Weller saw to it that his wife and daughter got served first and then his guests and then himself. He blew across his coffee cup and said he’d only need a few minutes to put that sway bar back into the SUV now that he’d straightened it out and tempered it properly and reamed the holes at each end back into round. Said he’d had to remove a pair of bolts to get it clear in the first place and neither one of them had been in any hurry to come loose, but he’d soaked them in penetrating oil and cleaned them up good and now they’d go right back on no sweat. Everything would be good as new. Carmichael and his son could be on their way as if nothing had ever happened.
Carmichael said he guessed Weller had earned the right to finish the job after all.
Weller nodded. He hated to see a beautiful piece of machi
nery like that out of service for no reason.
Carmichael said he owed him a debt. Said he’d never thought he’d say it, but there it was. He owed him a debt.
Penny sat at her end of the table all by herself, not eating much, her occluded vision lending her wandering gaze a kind of grandeur. There was enchantment in her eyes, as if she were seeing a world that no one else could see and not seeing the regular one. Her mother indicated her and looked at Carmichael and said, “Just don’t get the idea that my husband never makes mistakes.”

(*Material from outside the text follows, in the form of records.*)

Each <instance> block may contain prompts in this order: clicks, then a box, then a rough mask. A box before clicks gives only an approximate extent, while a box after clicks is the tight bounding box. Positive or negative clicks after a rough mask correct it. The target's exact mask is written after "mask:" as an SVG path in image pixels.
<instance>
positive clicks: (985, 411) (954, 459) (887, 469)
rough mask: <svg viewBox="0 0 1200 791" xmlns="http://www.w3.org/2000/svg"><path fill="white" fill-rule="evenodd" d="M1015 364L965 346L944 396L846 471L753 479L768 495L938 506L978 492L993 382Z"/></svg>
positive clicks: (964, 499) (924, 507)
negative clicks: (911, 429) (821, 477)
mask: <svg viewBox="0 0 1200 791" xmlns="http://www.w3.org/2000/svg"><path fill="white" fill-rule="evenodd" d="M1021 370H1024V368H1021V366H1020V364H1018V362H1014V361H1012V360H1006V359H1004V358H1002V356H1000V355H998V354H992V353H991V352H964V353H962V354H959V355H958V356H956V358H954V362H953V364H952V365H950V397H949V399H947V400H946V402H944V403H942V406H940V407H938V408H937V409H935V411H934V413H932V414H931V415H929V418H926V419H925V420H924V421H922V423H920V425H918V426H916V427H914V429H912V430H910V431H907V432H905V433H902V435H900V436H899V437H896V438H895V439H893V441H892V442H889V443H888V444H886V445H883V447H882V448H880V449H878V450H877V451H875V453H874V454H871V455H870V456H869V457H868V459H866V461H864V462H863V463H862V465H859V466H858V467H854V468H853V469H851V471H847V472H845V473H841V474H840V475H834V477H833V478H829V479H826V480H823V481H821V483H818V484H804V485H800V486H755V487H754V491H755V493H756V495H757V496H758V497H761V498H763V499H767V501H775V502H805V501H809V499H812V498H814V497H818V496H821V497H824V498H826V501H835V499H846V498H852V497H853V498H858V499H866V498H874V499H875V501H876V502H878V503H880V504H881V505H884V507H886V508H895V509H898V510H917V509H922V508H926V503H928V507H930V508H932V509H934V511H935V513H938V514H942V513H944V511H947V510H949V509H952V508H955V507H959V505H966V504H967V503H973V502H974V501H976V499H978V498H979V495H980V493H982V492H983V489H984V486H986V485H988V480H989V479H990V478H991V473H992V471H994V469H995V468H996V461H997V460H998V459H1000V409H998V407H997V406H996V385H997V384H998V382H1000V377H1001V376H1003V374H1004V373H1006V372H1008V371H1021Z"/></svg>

Carmichael wasn’t stupid. That abandoned greenhouse. Of course. Leave it to Weller to try restoring that technology too. No wonder it was painted over and boarded up and rusting to pieces. No wonder the girl’s father himself sat unmoving now at his own end of the table, a bite of toast cold in his mouth, looking and looking out the window through those inscrutable glasses. As if he’d lost something.
* * *
They went down the street and through a couple of empty lots and across a field toward the trees and the highway. Like it was an outing. Liz choosing a path through the high grass and the little girl on her father’s shoulders carrying her toy truck in both hands. Peter balancing the black iron bar over his shoulder with the authority of a duelist. Carmichael bringing up the rear and Weller waving his arms and gesticulating with every step he took, talking as if he meant to describe the operation of every last thing in the universe to anyone who would listen. Every last thing, from the stars on down.
In the roadside swale he took tools from his pockets and asked Peter for the bar and dove under headfirst. Asking if anybody wanted to join him for a look around but nobody did. Nobody wanted a lesson in automobile repair. Nobody trusted that jack. He didn’t stay under for long. The work went fast. He kept talking most of the time, naming parts and criticizing their manufacture and calling out ideas for improvement that he could have seen with his eyes shut. He said it was a wonder the suspension had lasted this long. That antique Volkswagen of his would beat it in a fair fight any day of the week. He asked what the world had come to, and nobody had an answer.